Mi madre dice que quise ser periodista desde que tenía seis años: “A esa edad empezaste a entrevistar a cada persona que llegaba a casa”. Ante ese destino manifiesto, antes de entrar a la universidad, le pregunté por qué la vocación se me echó encima, tan definidamente, tan pronto.

Me miró obviando la respuesta: “Porque tienes una curiosidad infinita y porque te gusta ayudar a la gente”. Mi padre, un hombre que vivió indignado la cobertura oficiosa de la matanza de Tlatelolco y el asesinato de Manuel Buendía, sembró la duda: “Mejor estudia otra cosa, mi hijita, en México, a los buenos periodistas se los chingan”, dijo al más puro estilo norteño.

El mandato paterno se me quedó clavado en el alma, cuestionando mi orientación vocacional. Para entonces, leía y coleccionaba cada semana, la revista Proceso fundada por Julio Scherer y devoraba diariamente todos los periódicos que podía. La escritura llegó muy pronto a mi vida y se quedó, incluso hay algunos poemas, novelas y cuentos por allí guardados.

Intenté anular mi pasión por el periodismo. Me sometí durante varios días a los exámenes de admisión de la Facultad de Psicología en la Universidad Autónoma de Nuevo León (UANL). Los resultados fueron contundentes: “Le gusta la psicología, pero todo indica, que usted prefiere la información. Le sugiero que se inscriba en la Facultad de Ciencias de la Comunicación y estudie la carrera de periodismo”, me dijo la maestra encargada de aplicar los tests.

Sentí un alivio. Mi padre, esperando que yo desistiera, se negó a apoyar económicamente semejante decisión. Y empecé a trabajar como secretaria en una compañía de seguros para costearme mis estudios, un empleo bien remunerado, que luego abandoné, cuando cursaba el cuarto semestre de la especialidad de periodismo, para entrar a trabajar de meritoria y sin percepción salarial, al Diario de Monterrey.

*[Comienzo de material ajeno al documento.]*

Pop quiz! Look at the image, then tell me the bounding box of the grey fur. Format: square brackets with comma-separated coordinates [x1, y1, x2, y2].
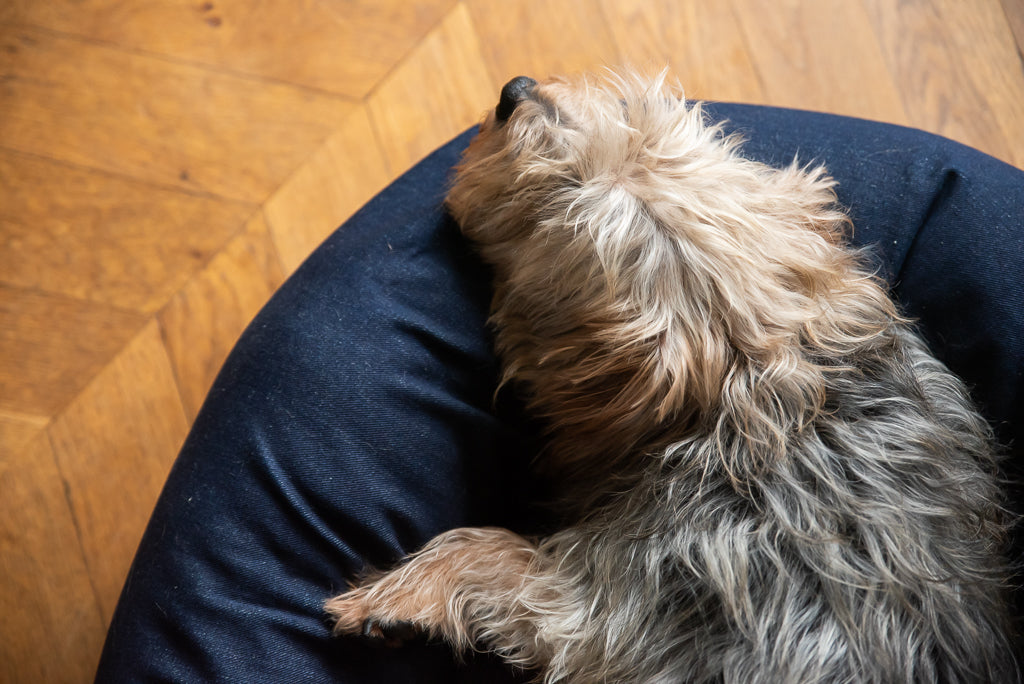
[326, 70, 1018, 683]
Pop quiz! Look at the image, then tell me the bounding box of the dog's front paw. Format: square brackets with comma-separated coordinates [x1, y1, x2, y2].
[325, 587, 371, 636]
[325, 587, 424, 647]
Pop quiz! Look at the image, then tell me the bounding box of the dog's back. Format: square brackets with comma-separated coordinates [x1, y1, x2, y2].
[330, 70, 1018, 683]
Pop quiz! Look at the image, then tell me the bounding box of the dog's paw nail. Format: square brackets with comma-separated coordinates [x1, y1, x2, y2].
[361, 618, 420, 647]
[360, 617, 381, 639]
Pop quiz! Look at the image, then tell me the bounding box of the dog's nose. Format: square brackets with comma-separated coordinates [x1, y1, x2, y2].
[495, 76, 537, 123]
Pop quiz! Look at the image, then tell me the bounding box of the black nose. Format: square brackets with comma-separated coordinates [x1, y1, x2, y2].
[495, 76, 537, 123]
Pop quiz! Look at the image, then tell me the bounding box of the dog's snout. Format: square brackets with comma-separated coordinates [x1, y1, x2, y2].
[495, 76, 537, 123]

Tenía 20 años, y el jefe de información me mandó a la sección de cultura y sociales. Las mujeres generalmente no cubrían la sección política. Estuve cubriendo artistas y algunas exposiciones de pintura. Mi objetivo era escribir en la sección de locales. Me apasionaba la cobertura política: “Deme una fuente”, le decía todos los días al Sr. José de la Luz, jefe de información. Unos meses después me dijo: “La ciudad es suya”. Sorprendida, lo cuestioné: “¿Qué clase de fuente es esa?”. Con cierto hartazgo contestó: “La acabo de inventar para que me deje de fregar. La ciudad es suya, tráigame notas de la ciudad”.

Me sentí confundida. En parte, había conseguido lo que quería, pero no sabía por donde empezar en una ciudad como Monterrey. Empecé a patear la capital industrial y sus injusticias cotidianas. Fue así como llegué a los movimientos sociales: las manifestaciones de los obreros por el cierre de la Fundidora Monterrey, la huelga de las enfermeras de la Sección 50 de Maestros, las marchas por los desaparecidos de Doña Rosario Ibarra de Piedra…

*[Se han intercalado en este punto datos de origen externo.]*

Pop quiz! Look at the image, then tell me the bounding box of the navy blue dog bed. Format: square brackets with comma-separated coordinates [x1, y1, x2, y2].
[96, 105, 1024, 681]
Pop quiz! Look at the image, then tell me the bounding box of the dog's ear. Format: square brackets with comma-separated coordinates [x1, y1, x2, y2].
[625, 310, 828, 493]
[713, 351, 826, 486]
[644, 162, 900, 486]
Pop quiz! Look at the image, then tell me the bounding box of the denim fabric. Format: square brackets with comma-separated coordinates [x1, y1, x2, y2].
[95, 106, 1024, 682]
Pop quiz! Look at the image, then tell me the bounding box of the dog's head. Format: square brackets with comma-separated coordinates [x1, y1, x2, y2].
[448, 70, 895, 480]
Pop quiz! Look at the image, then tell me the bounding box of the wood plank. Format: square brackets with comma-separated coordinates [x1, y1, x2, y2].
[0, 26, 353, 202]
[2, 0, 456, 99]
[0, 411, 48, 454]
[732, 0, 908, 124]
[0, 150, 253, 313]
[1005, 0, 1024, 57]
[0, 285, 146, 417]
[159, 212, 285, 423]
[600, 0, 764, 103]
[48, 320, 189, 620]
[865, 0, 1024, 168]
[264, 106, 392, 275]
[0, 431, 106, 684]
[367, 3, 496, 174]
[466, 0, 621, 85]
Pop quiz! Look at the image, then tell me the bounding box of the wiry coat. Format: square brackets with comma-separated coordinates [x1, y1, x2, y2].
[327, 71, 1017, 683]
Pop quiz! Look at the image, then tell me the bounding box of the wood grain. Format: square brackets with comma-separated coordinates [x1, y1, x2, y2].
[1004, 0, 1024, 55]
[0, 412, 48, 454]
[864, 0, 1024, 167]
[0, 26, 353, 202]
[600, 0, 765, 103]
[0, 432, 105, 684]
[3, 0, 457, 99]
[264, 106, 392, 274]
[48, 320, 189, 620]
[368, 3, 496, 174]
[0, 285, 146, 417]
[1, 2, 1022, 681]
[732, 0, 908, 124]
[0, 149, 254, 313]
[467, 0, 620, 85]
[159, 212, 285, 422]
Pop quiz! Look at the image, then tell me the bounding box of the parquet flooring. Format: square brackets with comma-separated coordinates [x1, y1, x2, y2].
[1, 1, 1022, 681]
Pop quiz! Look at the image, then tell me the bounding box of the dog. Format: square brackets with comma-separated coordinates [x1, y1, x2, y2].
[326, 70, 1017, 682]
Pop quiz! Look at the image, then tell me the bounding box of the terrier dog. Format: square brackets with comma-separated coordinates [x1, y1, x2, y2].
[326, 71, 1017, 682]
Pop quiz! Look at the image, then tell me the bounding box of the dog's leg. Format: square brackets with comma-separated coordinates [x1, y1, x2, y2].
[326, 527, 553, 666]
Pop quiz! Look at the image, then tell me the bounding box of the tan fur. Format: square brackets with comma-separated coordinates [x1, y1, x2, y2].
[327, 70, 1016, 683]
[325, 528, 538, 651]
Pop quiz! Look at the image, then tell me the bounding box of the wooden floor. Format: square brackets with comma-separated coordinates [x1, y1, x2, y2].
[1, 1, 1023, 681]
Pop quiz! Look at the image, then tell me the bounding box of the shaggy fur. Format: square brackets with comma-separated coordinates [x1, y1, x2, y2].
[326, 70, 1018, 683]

Me comprometí. Las causas de los más vulnerables no me eran ajenas. A los dos años me gradué y obtuve el título de licenciatura en Ciencias de la Comunicación con especialidad en Periodismo y con una tesis titulada: “Medios masivos: instrumentos de campañas políticas”, sobre las elecciones de 1988 y la “caída” del sistema.

Mi querido maestro de periodismo, José Luis Esquivel, fue presidente de los sinodales y me anunció el resultado: “Ha obtenido Matricula de Honor. A partir de ahora, tiene una misión: regirse por la ética, y servir a los que no tienen voz. Nunca olvide el significado de esta profesión, ser Periodista, es ser defensor de la verdad y la justicia. Estoy seguro que cumplirá”.

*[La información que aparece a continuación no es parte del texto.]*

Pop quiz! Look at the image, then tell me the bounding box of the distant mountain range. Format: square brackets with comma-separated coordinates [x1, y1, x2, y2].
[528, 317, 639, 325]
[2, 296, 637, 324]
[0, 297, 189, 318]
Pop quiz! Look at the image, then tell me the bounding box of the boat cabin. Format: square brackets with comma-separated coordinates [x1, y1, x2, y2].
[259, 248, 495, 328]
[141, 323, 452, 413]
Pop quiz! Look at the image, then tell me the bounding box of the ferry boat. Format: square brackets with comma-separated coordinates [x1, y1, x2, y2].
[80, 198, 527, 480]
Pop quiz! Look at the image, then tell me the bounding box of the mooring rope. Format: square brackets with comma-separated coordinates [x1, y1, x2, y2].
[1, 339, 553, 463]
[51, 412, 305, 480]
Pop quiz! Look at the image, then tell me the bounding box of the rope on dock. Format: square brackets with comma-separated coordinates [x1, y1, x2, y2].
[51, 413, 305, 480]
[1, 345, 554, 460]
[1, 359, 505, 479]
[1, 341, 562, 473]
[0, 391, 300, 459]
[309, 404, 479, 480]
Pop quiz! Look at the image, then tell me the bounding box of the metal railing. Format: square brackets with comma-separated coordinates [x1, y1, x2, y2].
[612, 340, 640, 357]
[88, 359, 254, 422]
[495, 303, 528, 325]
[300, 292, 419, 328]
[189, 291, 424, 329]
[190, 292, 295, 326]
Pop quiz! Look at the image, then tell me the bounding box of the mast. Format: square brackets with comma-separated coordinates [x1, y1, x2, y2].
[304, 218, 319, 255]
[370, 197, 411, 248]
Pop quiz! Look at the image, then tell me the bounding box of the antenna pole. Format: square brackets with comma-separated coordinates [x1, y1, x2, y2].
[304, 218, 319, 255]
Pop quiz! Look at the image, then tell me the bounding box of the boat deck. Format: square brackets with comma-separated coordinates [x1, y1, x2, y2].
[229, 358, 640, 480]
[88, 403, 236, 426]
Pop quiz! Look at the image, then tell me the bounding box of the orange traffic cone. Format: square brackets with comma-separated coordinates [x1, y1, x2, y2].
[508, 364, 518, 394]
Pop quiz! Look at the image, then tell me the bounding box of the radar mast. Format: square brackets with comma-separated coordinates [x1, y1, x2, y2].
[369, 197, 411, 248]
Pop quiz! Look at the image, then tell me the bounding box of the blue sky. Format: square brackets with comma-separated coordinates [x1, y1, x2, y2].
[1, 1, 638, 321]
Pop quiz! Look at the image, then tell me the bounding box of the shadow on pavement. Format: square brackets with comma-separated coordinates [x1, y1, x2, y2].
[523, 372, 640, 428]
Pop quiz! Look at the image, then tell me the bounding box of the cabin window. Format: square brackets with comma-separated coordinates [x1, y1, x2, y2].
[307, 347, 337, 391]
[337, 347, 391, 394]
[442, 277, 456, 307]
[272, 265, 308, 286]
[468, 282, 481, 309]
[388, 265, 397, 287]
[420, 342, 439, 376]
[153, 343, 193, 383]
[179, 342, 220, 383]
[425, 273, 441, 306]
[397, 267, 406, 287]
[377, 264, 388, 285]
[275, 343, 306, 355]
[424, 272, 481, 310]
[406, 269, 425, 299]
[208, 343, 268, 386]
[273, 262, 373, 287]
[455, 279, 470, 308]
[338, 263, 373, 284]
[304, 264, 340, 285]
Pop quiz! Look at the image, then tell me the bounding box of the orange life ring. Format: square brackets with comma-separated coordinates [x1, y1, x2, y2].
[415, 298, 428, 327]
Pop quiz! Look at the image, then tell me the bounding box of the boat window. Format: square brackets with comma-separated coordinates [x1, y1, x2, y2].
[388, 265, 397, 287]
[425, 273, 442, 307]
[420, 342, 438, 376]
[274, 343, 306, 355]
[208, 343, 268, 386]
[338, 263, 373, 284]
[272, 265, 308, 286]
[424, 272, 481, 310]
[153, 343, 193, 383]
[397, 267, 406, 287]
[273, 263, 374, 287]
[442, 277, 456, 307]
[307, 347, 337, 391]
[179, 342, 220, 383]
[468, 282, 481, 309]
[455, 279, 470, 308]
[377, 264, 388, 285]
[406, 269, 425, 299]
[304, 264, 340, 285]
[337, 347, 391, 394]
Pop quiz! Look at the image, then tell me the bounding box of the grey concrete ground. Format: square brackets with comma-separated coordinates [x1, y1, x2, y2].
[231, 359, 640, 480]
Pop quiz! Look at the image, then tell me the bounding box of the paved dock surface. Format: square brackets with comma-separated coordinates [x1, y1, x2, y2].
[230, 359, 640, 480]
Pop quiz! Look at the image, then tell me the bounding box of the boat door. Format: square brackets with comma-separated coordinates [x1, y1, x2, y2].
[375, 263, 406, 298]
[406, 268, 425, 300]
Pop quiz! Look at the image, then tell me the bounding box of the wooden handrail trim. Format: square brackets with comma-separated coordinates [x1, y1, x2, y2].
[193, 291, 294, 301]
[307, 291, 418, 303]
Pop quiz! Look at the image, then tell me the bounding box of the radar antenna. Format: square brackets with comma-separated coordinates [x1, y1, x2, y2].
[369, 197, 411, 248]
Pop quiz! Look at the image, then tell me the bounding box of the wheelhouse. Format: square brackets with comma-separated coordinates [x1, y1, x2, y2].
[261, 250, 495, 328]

Durante más de 30 años, esa máxima ha sido mi guía en la vida. Como periodista, he recordado ese compromiso primigenio al cobijo de la convicción que me ha dado mi vocación, literalmente a prueba de balas. Bendita vocación. No ha sido fácil, porque decidí ejercer mi profesión en uno de los países más peligrosos.

Muy pronto, le di la razón a mi padre. Me adentré en el nauseabundo mundo de la corrupción institucional, investigué las cloacas del sistema político, descubrí las redes de malversación de caudales públicos y claro, tuve que pagar el precio por ello.

Tenía 23 años cuando las primeras llamadas llegaron a mi casa. Mi madre se asustó al principio: “Dígale a su hija que deje de investigar o la matamos”. Optamos por cambiar el número telefónico, descolgarlo, suspender el servicio… Luego, llegaron los coches raros con hombres estacionados frente a la casa, el espionaje, los seguimientos, los allanamientos, el acecho… Eran tiempos difíciles y estaba afectando a mi familia. Decidí dejar el país. Me despedí de mis padres: “Solo son dos años”.

Me fui con una mochila a estudiar un doctorado en periodismo político a la Facultad de Ciencias de la Información de la Universidad Complutense de Madrid. Trabajé de obrera para sostener mis estudios. Luego, obtuve algunas becas, la mejor y la última, del Instituto de Cooperación Iberoamericano de España.

Me convertí en corresponsal de la revista Proceso y me quedé 20 años en Europa y Estados Unidos. Volví a México hace ocho años. Y muy pronto, volví a sentir ese fétido aliento del hostigamiento. El escándalo por los abusos sexuales del clero católico se extendió luego de que mis reportajes en torno a la protección del Cardenal Norberto Rivera a los curas pederastas, provocaron la apertura de los juicios en su contra por “conspiración a la pederastia”.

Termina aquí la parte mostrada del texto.